Harrison too wondered if the controller was the biggest stumbling block for accessible game design. He said that handing a non-gamer a gamepad was like “handing them a loaded gun, or a grenade with the pin pulled out.” He waved his hands about the emphasize the point in comedic fashion.
This brought the discussion full circle, with the lunch gang seeming to agree that next-generation interfaces would have to be simpler. Koster delivered a provocative tangent to this idea, saying that “Flash is the next gen console.” He illustrated this by citing the fact that he could play a Flash game at home on his PC, or with a stylus on his pocket PC, or even on his phone. “There are more Flash installs that there are consoles in the last two generations,” Raph pointed out. And it’s a technology that is evolving exponentially, as GDC keynote speaker Ray Kurzweil (who was referenced several times in the discussion) had highlighted. Koster also said that Flash will have 3D polygon transforms in Flash10, and OpenGL in the canvas tag was something that was being worked on for Firefox.
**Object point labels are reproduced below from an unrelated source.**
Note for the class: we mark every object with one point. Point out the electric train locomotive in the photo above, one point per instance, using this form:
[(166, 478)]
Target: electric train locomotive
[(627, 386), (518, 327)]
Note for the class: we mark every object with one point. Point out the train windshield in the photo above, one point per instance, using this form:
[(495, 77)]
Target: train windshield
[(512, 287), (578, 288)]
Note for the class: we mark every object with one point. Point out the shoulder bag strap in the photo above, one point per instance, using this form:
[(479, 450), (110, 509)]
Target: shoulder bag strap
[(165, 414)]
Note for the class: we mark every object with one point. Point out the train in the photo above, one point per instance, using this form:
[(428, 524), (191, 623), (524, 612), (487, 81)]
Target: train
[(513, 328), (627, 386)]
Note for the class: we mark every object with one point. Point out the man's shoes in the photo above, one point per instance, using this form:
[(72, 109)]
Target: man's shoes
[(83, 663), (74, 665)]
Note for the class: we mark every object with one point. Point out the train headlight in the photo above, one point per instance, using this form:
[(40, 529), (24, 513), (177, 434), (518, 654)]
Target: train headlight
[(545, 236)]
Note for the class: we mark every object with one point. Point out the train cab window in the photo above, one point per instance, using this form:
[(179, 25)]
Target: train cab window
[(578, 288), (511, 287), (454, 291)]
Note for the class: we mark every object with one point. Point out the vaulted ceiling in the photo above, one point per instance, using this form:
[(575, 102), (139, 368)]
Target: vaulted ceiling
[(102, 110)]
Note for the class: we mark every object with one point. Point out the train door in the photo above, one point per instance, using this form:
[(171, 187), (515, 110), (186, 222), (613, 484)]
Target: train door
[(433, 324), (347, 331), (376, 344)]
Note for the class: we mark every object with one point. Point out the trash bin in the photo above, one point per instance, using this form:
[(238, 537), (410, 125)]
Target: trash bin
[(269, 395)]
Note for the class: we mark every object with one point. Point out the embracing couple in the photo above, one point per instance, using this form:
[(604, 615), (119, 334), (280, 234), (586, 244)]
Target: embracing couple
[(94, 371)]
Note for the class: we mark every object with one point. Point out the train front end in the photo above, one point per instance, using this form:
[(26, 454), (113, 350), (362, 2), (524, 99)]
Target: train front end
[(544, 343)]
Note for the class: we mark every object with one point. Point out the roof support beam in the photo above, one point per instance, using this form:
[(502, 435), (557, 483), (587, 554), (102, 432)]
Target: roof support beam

“Good luck making money on a Flash game,” said Neil Young. He saw the current trends as simply dispersing how and where games were played. Flash games might be ubiquitous, but they were not the future for the man from EA, who argued that the proliferation of platforms and interfaces simply served different needs for different games. He did have some suggestions about what that might mean for hardware, however. “Maybe there doesn’t need to be a device in the home,” he suggested. “Can it be rendered on a server and delivered via the network?”
Harrison said that the speed of light might have something to say about such undertakings, but journalist turned developer Gary Penn, sat in the background, said that it was already happening.
Chris Taylor seemed to think that something like that was close to the nature of where he wanted to go with gaming. “Secure PC gaming is the future,” he said. “All server based.”
At this point Whitta chimed in, paraphrasing something Harrison had said in a previous session. “Is this the last generation where physical media has any relevance?”
The group seemed unsure, but Harrison was admitted that “it’s moving away from the disc as a business model.” Was Whitta’s Blu-Ray collecting the behaviour of a dinosaur? Yes, they joked, but the reality seemed to be that no one saw physical media has having much traction in the coming years. Koster underlined he point by recalling a student recently asking, “What’s a CD player?”
Finally Molyneux made us all turn off our dictaphones so he could talk off the record about Fable 2. And… we can’t talk about that just yet, but obviously that was next-generation too.